Music Publishers, What Do They Do?
Music publishers play an important role in the viability of artist’s careers. Their primary role is ensuring that songwriters and composers are compensated appropriately when their music is used commercially. Via a publishing contract, the songwriter generally assigns the rights of the composition to the publishing company. After the rights are assigned, the publishing company then licenses the work, keeps track of where the work is used and how frequently it is used. The royalties are then collected and distributed to the songwriter(s). Publishing companies can be paid up to 70% and varies for different kinds of royalties.
There are different types of royalties that publishers and songwriters are entitles to. The royalties consist of:
1. Mechanical Royalties: CD’s and Digital Downloads
2. Performance Royalties: Radio, Live Performance, Etc…
3. Synchronization Royalties: Film or Television
Mechanical Royalties relate to the money derived from CD or digital download sales.
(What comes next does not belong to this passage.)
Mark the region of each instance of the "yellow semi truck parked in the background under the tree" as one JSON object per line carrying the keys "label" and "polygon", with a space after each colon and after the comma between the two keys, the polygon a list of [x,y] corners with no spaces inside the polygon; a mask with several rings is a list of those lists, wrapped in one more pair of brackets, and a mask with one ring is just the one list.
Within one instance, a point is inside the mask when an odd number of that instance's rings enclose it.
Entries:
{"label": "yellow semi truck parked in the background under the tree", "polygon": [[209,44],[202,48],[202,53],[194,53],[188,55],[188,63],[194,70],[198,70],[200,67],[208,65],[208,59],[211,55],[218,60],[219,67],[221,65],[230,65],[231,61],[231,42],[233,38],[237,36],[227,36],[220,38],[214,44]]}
These royalties are paid to the publisher via agencies such as Harry Fox or American Mechanical Rights Agency.
Performance Royalties are collected via one of the three Performance Rights Organizations we have in America. The organizations are SESAC, BMI, and ASCAP. Radio play is considered a performance and is collected by one of these three organizations. Additionally, any venue that has artists that play cover music has to pay a fee to a Performance Rights Organization.
Synchronization Royalties, or “Synch Royalties” are required when a song is used for film or television. A deal is reached regarding how much of the song can be used and for how much money. There are other variables that sometimes play into synch licensing. The royalties generally filter back through the publisher before finally reaching the songwriter.